In the thorax there are enlargements of the sternal ends of the ribs, causing a row of nodules referred to as the rachitic rosary. The ribs tend to sink in, the sternum to be protruded forward, and the deformity known as pigeon-breast becomes often pronounced. Curvatures of the spinal column, especially kyphosis, are common, and distinct degrees of lateral curvature are frequently begun as rachitic deformities, to be magnified by perverted muscle action as the child grows older. In the pelvis the innominate bones approach each other, causing the pelvic cavity to become contracted, or the sacral promontory projects too far, or in various other ways the normal pelvic diameters are so far compromised that rachitic deformities of the pelvis constitute the most common and serious obstacles to normal labor in adult women, and are frequently the cause of major obstetric operations.
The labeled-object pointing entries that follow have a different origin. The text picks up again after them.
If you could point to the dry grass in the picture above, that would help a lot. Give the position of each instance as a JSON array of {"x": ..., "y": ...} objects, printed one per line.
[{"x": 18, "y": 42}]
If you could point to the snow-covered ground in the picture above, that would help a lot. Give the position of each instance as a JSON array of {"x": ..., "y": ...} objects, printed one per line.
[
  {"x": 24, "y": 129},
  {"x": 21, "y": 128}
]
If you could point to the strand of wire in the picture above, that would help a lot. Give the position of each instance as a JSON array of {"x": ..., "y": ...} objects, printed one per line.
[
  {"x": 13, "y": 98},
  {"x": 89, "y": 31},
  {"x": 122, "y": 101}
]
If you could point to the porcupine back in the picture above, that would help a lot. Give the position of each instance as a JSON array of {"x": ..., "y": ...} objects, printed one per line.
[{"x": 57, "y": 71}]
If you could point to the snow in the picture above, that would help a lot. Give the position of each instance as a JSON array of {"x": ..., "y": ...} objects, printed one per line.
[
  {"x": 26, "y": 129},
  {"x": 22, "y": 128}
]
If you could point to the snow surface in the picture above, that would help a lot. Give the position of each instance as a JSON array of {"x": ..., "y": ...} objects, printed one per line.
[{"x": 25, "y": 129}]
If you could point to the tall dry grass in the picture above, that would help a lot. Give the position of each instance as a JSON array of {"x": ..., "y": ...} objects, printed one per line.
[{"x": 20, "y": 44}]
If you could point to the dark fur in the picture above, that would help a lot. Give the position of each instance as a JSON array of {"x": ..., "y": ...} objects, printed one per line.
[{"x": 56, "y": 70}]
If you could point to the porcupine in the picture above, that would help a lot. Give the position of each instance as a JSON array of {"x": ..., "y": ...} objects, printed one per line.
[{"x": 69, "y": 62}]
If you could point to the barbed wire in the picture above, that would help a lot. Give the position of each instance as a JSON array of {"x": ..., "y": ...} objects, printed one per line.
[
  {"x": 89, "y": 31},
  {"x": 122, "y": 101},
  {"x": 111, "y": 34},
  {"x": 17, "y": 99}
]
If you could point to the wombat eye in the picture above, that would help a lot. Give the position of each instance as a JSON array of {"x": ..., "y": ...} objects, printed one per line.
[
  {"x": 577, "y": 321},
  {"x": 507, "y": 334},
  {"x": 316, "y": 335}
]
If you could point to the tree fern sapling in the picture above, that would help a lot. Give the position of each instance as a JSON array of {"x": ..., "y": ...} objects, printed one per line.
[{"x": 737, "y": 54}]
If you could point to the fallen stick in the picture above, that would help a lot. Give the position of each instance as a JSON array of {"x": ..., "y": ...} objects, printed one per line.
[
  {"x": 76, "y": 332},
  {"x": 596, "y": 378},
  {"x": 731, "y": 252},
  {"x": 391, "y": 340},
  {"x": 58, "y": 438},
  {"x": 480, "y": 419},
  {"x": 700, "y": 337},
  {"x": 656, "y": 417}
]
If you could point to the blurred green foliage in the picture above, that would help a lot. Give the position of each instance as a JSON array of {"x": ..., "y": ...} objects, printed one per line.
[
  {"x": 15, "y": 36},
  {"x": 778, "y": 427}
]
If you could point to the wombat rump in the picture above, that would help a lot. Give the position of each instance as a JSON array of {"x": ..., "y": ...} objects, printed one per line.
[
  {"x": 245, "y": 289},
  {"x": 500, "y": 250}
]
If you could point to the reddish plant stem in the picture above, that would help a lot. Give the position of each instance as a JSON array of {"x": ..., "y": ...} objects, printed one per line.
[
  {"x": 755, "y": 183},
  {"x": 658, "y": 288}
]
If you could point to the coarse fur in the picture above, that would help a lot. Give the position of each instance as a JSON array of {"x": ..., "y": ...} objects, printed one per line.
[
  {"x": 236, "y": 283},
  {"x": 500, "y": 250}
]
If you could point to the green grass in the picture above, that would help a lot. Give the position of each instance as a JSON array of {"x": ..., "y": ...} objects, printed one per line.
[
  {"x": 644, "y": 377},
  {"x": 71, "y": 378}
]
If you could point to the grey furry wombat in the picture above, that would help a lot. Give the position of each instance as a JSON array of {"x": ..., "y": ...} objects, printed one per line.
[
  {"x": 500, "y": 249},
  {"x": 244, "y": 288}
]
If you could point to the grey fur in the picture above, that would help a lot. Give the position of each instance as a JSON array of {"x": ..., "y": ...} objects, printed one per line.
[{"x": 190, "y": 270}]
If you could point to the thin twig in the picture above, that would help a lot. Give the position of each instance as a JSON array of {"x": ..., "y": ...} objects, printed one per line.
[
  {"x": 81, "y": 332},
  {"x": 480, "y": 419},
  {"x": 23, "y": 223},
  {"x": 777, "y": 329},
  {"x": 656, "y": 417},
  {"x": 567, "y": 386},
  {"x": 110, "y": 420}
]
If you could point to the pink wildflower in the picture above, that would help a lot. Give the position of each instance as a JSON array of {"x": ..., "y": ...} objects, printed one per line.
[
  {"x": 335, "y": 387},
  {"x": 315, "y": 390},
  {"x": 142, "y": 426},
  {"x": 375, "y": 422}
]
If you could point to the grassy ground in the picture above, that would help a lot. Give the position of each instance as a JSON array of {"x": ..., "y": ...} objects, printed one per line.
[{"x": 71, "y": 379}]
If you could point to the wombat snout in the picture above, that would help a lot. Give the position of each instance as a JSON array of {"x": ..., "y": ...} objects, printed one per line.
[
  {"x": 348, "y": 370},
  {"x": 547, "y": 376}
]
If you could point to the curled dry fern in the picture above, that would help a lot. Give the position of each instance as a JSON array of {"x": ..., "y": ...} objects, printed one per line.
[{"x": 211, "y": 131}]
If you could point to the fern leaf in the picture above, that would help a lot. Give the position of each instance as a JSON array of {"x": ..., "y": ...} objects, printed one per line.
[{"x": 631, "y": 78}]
While the rachitic changes in the osseous system are the most distinctive and easily recognized, numerous other organs and tissues of the body are more or less seriously compromised. Ventricular dilatation, leading to chronic hydrocephalus, is one of the common results of rachitis of the skull, which may be followed by convulsions and terminate fatally. Porencephalon and cerebral sclerosis may also ensue. Disturbances of digestion are common in rickety children—the liver may decrease in size or become much enlarged; the spleen often enlarges, sometimes to enormous dimensions. In various other parts of the body there are the same expressions of malnutrition as are met with in tuberculous disease. Rickety children perspire easily, particularly at night, when the head will often be found bathed in perspiration. They are fretful and irritable, as a rule, and difficult to control. A child with protuberant belly, due to enlargement of liver and spleen, as well as to crowding of pelvic organs, with relaxation of abdominal walls, and a contracted and distorted thorax, the skull flattened on the top, clubbed bone ends, a history of resting badly at night and sweating profusely, constitute a clinical picture of rachitis so marked that it can be recognized at a glance. Between this picture in its worst forms and the slightest deviation from the ideal type there may be met all degrees in manifestations of rickets in the children of the rich or the poor, while in adults may often be seen evidences of that which prevailed during early childhood. In order that all these features may be made out the child should be stripped and examined from head to foot.

Laryngismus stridulus is a frequent accompaniment. It may be followed by general convulsions and tetany. (See Chapter XIV.) While rickets may be a very acute disease, it is as a rule chronic, and children dying essentially from this disease die rather from cerebral or other manifestations which may be regarded as in some degree accidental. Scurvy and other nutritive disturbances may be associated with rickets.

Treatment.

—The treatment for the condition consists mainly in proper nutrition. Mothers’ milk is certainly preferable to any other, and should be demanded. If feeding must be artificial, it should be in accordance with the best precepts of modern therapeutics. Cod-liver-oil emulsions are of advantage; compound syrup of the hypophosphites is a remedy of great virtue. Minute doses of phosphorus seem to be of value—1 Mg. pro die. It is a mistake to let rickety children begin to walk or even to creep too early. They should be kept upon the back in their cribs.

The modern opotherapy of rickets includes the employment of thyroid and pituitary extracts. The dose should be graduated to the age of the patient, based upon 30 Cg. for an adult, and given thrice daily. This will not preclude the necessity for a careful regulation of diet, etc., but will constitute a valuable adjunct in treatment.

The deformities due to rickets are so numerous as to constitute a large part of those to which special or orthopedic surgery is addressed. The mechanical and operative treatment of these cases will be referred to in their appropriate place.